Embou­tis­sage pro­fond hydro­mé­ca­nique de la tôle (jus­qu’à 900 t de force de pression)

Embou­tis­sage conven­tion­nel des feuilles
(63–230 t de force de pression)

Filage auto­ma­tique des métaux
(hau­teur au centre : ‑750 ; lar­geur au centre : ‑1450 mm)

Filage manuel des métaux
(hau­teur du centre : ‑500 ; lar­geur du centre : ‑900 mm)

Tour
(L 1040 x P 100 ou lar­geur max. 1020 mm)

Des­sin profond

L’embou­tis­sage pro­fond est le for­mage par ten­sion-com­pres­sion d’une ébauche de tôle en un corps creux ouvert d’un côté, ou d’un corps creux pré-étiré en un corps creux de plus petite sec­tion sans modi­fier déli­bé­ré­ment l’é­pais­seur de la tôle. Dans de nom­breux cas, la géo­mé­trie de la pièce est symé­trique par rap­port à la rota­tion, mais elle peut aussi avoir presque n’im­porte quelle forme – avec des gradations.

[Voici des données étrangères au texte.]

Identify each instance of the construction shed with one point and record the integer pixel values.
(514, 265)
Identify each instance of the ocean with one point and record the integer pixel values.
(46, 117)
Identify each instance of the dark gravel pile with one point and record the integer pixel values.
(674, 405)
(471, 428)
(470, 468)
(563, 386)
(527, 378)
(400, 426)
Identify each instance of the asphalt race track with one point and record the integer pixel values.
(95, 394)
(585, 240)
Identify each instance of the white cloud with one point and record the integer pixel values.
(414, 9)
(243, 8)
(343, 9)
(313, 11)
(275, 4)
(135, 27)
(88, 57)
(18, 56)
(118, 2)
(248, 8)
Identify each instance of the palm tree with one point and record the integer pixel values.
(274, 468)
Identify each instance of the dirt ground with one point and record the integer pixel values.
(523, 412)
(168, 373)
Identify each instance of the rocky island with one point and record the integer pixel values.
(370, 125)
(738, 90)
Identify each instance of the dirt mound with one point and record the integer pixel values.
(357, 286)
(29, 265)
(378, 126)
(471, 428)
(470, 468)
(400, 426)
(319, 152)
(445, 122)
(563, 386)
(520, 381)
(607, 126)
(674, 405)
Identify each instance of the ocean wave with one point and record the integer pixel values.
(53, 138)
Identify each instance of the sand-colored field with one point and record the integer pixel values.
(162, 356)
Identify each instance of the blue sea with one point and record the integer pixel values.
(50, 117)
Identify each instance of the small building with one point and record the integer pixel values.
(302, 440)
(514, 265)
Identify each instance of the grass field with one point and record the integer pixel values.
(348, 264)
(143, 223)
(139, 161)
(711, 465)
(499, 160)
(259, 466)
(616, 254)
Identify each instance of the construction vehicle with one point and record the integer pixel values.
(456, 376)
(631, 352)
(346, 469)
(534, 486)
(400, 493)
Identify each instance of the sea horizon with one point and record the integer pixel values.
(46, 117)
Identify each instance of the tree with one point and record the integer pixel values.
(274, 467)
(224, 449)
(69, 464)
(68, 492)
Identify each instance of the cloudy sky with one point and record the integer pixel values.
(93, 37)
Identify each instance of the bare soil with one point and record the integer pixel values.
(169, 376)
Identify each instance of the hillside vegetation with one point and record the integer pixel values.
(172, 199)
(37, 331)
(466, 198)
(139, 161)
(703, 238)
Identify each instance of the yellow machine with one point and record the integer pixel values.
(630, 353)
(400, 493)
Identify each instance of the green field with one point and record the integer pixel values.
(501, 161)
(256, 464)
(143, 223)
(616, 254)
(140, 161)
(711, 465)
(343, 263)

En règle géné­rale, un outil d’em­bou­tis­sage pro­fond se com­pose de trois élé­ments : le poin­çon d’embou­tis­sage pro­fond, la matrice d’embou­tis­sage pro­fond et le porte-flan (éga­le­ment appelé porte-feuille). Le but de la rete­nue est d’em­pê­cher la for­ma­tion indé­si­rable de plis dus aux contraintes de com­pres­sion tan­gen­tielle dans la bride. Une valeur carac­té­ris­tique impor­tante (condi­tion­nelle au maté­riau), qui décrit l’é­ten­due d’un for­mage, est le rap­port d’em­bou­tis­sage ß, qui est défini comme le quo­tient du dia­mètre cir­cu­laire d0 et du dia­mètre inté­rieur d1 de la cou­pelle (dia­mètre du poin­çon) lors de l’em­bou­tis­sage ini­tial. Pour la trac­tion vers l’a­vant, le rap­port d’em­bou­tis­sage est déter­miné à par­tir de la dimi­nu­tion du dia­mètre inté­rieur de la coupe.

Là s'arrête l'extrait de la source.